Donald Trump walks to board Air Force One
Donald Trump AFP News

A helicopter rotor thumps over the White House lawn, cameras whirr, and the country's most famous family performs its familiar disappearing act into the residence. Somewhere between the airfield and the West Wing, though, a more domestic argument has apparently caught President Donald Trump's attention: what, exactly, a screen is doing to children and whether the state should step in.​

It is an unexpectedly intimate policy lane for a president whose fights with Big Tech have typically been waged in the language of censorship and grievance, not bedtime routines. Still, on Pod Force One, his daughter-in-law Lara Trump said he has been 'taking an interest' in the way other countries have started to push teenagers away from social media, and in the broader impact platforms may be having on young minds.​

Lara Trump
Lara Trump Instagram Photo @laraleatrump

Donald Trump's Sudden Curiosity About Teen Screen Limits

Lara Trump's argument, at least in outline, is recognisable to any parent who has watched a child go glassy-eyed in front of an endless feed: a technology built to hold attention is very good at holding attention. She has spoken elsewhere about running a strict household on this front, saying her children have 'zero' access to social media and 'absolutely no iPad, no iPhone, nothing at my house,' before adding, with a little theatrical disbelief, 'Imagine like a physical book.'​​

The suggestion that national rules might follow is where this stops being parenting chat and becomes politics. Australia, for instance, has moved towards a world-first prohibition on under-16s using social media platforms, a headline-grabbing step driven by rising concern about children's safety and wellbeing online. France has also tightened its approach, passing a law in 2023 requiring parental consent for children under 15 to open social media accounts, alongside requirements around age verification.

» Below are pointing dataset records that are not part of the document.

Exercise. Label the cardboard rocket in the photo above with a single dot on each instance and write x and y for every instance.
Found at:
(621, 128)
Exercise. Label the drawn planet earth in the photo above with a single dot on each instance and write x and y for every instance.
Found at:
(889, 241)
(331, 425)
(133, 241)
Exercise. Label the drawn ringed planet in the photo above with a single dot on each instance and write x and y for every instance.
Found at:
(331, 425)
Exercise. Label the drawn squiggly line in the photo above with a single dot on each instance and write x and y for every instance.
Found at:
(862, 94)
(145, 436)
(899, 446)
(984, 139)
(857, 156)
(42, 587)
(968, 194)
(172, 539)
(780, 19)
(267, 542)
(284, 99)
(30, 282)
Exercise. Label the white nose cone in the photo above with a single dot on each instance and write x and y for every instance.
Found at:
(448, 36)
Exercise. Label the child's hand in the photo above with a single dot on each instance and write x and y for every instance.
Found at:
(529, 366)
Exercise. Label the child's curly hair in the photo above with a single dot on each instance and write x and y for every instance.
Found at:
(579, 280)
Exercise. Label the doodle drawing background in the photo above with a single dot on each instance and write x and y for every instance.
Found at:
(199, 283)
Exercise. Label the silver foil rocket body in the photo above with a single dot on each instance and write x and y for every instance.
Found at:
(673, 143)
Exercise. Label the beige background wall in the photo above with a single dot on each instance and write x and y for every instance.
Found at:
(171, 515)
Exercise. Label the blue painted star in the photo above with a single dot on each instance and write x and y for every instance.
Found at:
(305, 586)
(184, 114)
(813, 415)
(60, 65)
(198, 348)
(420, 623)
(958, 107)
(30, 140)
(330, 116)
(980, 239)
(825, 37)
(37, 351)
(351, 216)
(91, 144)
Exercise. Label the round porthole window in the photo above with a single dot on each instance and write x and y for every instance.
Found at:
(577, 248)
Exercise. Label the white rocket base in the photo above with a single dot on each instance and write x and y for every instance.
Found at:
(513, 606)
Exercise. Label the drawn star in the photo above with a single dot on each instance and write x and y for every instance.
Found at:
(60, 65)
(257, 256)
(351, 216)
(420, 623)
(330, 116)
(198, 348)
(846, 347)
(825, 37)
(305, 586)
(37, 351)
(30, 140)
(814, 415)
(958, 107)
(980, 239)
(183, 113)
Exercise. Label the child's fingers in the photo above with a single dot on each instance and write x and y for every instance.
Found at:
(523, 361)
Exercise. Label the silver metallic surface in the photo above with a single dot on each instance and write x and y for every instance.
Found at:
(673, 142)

There is an obvious reason these examples get waved around in American debates: they offer the comfort of a lever. Do this one thing, pull this one policy handle, and a messy cultural problem bullying, self-harm content, sexual predation, the grinding loneliness of doomscrolling begins to look manageable. It is seductive, especially for politicians who prefer a clean bill title to a complicated reality.

What Donald Trump Can Regulate— and What He's Fought Before

The twist is that Donald Trump's signature social media skirmishes have not been about keeping children off platforms; they have been about punishing platforms for moderating speech. In May 2020, during his first term, he signed an executive order aimed at Section 230 of the Communications Decency Act after clashing with Twitter, framing the move as a defence of free speech against powerful 'social media monopolies.' The posture then was unmistakable: regulation as a weapon against perceived bias, not as a seatbelt for teenagers.

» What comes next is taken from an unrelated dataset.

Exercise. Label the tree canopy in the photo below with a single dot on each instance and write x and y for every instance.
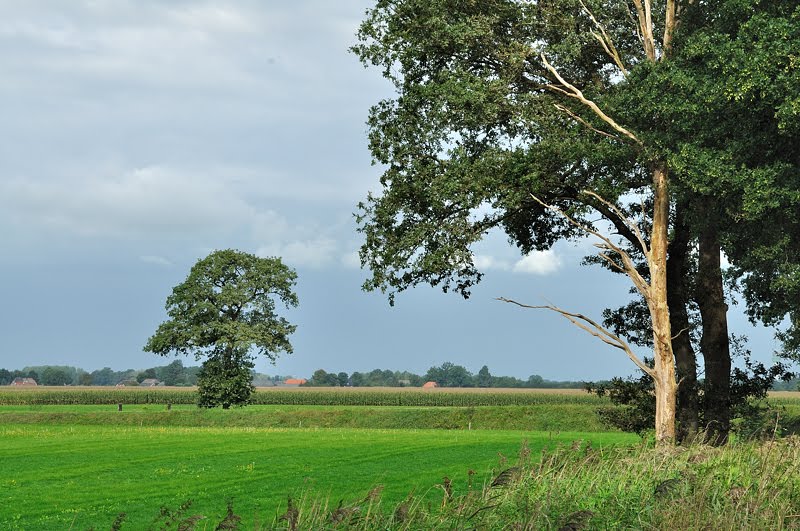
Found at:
(225, 312)
(507, 112)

So if the Trump orbit is now flirting with age limits, it marks either a genuine evolution or a tactical sidestep perhaps both, because politics often is both. The family's pitch, as Lara Trump has put it in her public remarks, is less 'ban the internet' than 'let kids be kids' reading, talking, bringing a football to dinner, developing the lost art of conversation. That sentiment will land warmly with many parents, and it will irritate others who hear, in the subtext, another attempt to legislate culture by fiat.​

On Capitol Hill, the legislative machinery is already turning. The Kids Off Social Media Act has been pushed as a bipartisan effort, with proposals that would stop children under 13 from creating or maintaining social media accounts and would restrict algorithmically targeted content for users under 17.

Donald Trump
Donald Trump The White House, Public domain, via Wikimedia Commons

It also seeks to require schools receiving certain federal support to work in good faith to limit social media access on their networks and devices a detail that sounds sensible until you remember how often schools become the battlefield for every adult anxiety in the country.

None of this resolves the underlying tension. Social media is simultaneously a genuine harm vector and a genuine lifeline; it can isolate a teenager, and it can also be where a lonely teenager finds their people. The harder truth the one politicians tend to skate past is that even the strictest rules will end up being enforced, day to day, not by Congress or Canberra but by exhausted parents, overstretched schools, and companies whose business model is frictionless engagement.

If Donald Trump really is 'very interested,' as Lara Trump suggests, the next question is whether that interest turns into policy muscle — or simply another round of hot rhetoric aimed at an industry he already loves to blame.